Neither was Urban Meyer, who has coached this team to as many wins (6) half way through the season as the Buckeyes had all of last year. His quarterback is on pace to break a number of Ohio State’s single-season records for a quarterback, but Meyer believes it’s too early to start projecting what his numbers will look like after another six games.
“I don't think Braxton's a Heisman candidate right now,” Meyer said Monday.
“I think he's certainly fun to watch. He's got the ability. But then again, I don't know who is. We're only halfway through the season. In about two or three games I think you can start talking about that.”
After six games, Miller is on pace to throw for over 2,100 yards and 18 touchdowns this season. He has thrown only three interceptions and has a quarterback rating for 145.0. His best work has been done on the ground, where he’s on pace to rush for 1,526 yards and 16 touchdowns as a sophomore.
“I'm not talking to Braxton about it,” Meyer added.
“We're trying to win some games, so... I think at the right time, he will be a candidate if he continues to play very well.”
Moment of Weakness
Photo by Jim Davidson
While one of Meyer’s quarterbacks was making headlines for the right reasons, another was in the news for some questionable decision-making last week. Freshman quarterback Cardale Jones took to Twitter to vent some of his frustrations about having to attend class when he would rather be focusing on football.
“Yeah, we're getting ready to play a big time game in a great stadium and I get a bunch of text messages and phone calls about did you hear,” Meyer said shaking his head.
“So we suspended him immediately for the game.”

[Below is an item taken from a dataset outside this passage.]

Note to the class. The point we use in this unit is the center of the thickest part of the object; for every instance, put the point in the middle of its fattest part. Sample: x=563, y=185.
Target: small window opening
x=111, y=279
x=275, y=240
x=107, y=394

Jones, who is the No. 3 quarterback on the depth chart behind Miller and Kenny Guiton, did not dress for the Nebraska game Saturday night after posting on his personal Twitter account that going to class was pointless for student-athletes.
“Why should we have to go to class if we came here to play FOOTBALL, we ain't come to play SCHOOL classes are POINTLESS,” he wrote.
That did not sit well with his new head coach, but it certainly wasn’t enough to land him more than a one-game suspension.
“Very ignorant comment, but that's a 19 year old making an ignorant comment, which makes him 1 of 460 million,” Meyer said Monday.
“So we're moving on. I've moved on already. We've had a good chat. He's very apologetic. He does go to class, in case people want to check, and he's actually a hell of a kid, a heck of a kid, excuse me. It kind of surprised me.”
In other words, it was an 18 or 19 year old kid who had a moment of weakness or lapse of judgment in a modern world where every fleeting thought or feeling can be expressed publically.
“Yeah. I've been there,” Meyer said of Jones being frazzled.
“Have you been there? Yeah, probably be there again. Probably be there again.”
Meyer is certainly hoping Jones won’t be there again after sitting out one of the biggest games of the year for an ignorant comment on the Internet.